Friend Tech is Base’s largest single mover, pushing Base TVL to a new peak of $225.3 million last Friday. Brian Armstrong admitted it was mainly from Friend Tech. The problem is, just as with NFT speculation, much of the activity is driven by bots.
This is a bigger problem for Friend Tech as it disincentivizes influencers. Known to manipulate the order of transactions, bots can buy shares (now renamed to “keys”) from the creators at a cheaper price. In turn, influencers have to buy their keys at a higher price.
Regular users on the secondary market face the same disincentives. On the flip side, as Friend Tech activity collapsed, MEV (Maximal Extractable Value) bots have equally dropped, now accounting for 0.7% of transactions.
So far, Base is not experiencing the same wind down as Friend Tech, having a stable TVL at around $201 million.

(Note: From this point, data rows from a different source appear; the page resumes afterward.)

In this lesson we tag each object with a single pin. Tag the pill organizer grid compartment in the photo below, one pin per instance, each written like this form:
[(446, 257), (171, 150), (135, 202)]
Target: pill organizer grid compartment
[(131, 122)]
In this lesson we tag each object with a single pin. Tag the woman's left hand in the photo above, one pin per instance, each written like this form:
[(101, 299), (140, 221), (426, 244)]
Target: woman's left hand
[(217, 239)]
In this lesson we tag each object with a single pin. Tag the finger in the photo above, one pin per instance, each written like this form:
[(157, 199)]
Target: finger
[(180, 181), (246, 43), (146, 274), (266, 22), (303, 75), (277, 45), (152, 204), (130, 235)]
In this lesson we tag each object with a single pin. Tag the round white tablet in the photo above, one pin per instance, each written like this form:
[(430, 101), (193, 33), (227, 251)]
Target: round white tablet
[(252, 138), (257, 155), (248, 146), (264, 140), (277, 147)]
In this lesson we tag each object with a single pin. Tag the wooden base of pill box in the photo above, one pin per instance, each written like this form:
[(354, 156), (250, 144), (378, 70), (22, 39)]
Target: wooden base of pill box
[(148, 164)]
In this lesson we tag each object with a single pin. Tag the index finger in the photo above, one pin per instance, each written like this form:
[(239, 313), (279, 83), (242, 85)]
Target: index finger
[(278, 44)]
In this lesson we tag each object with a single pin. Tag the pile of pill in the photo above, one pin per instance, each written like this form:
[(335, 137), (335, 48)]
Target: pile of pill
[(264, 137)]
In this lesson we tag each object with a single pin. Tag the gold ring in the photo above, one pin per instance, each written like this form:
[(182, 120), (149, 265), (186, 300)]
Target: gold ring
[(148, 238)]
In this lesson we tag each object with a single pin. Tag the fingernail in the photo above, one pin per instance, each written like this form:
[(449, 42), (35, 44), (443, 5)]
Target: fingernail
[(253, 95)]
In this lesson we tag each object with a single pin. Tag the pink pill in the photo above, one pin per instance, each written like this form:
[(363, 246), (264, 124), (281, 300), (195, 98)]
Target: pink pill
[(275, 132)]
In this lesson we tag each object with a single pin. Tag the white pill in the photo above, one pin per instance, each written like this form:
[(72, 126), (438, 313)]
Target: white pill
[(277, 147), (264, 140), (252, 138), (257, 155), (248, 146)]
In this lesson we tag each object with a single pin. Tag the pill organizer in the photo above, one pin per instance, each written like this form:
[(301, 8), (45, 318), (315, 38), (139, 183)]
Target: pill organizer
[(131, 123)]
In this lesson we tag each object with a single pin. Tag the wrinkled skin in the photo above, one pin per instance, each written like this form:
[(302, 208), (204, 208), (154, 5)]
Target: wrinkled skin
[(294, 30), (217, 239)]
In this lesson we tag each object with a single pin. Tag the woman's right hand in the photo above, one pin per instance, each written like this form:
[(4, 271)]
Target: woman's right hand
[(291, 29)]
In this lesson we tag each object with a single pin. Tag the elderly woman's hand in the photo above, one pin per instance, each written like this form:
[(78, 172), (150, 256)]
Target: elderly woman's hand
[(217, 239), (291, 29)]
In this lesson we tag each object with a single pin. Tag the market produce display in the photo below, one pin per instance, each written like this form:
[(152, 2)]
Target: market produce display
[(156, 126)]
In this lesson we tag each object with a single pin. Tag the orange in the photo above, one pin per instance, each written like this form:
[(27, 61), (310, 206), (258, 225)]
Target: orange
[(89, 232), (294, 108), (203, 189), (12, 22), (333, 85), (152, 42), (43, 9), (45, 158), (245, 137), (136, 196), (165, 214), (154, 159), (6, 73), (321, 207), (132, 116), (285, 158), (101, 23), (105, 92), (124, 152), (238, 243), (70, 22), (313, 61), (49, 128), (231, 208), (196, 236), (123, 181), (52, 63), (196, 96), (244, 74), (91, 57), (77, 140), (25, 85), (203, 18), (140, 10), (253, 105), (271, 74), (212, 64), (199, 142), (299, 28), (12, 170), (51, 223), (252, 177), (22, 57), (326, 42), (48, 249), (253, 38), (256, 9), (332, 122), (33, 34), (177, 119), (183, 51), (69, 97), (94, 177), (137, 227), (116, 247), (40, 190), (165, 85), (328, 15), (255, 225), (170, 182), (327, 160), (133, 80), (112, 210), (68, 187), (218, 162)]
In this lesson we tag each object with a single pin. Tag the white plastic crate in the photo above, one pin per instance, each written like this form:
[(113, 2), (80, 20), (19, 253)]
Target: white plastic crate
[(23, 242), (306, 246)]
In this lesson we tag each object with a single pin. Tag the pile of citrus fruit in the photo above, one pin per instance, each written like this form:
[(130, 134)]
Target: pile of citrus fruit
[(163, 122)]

Another Failed Social Media Experiment?
The most exciting aspect of Friend Tech is that it treats Twitter as social media’s base layer. This is quite similar to how Bitcoin acts as the base layer for the crypto market, underpinning all cryptocurrencies.
In both cases, the entrenched network effect is in play. This externality makes the underlying asset more valuable the more people use it. This is why Friend Tech centered around Twitter. Even Meta’s Threads engagement dropped 70% after the launch.
“In its current form you’re basically looking at an unintended ponzi w/ first in/first out because there isn’t any product feature depth to create stickiness or retention, so creators will churn quickly, users will be left exiting creators, etc.”
Ryan Wyatt, former Polygon Labs president
The way Friend Tech was executed, reminiscent of NFT Ponzi schemes, makes it even less likely to provide a proper engagement alternative. Extending what Ryan Wyatt noted, one has to ask if social media engagement is already mentally taxing enough without additional layers.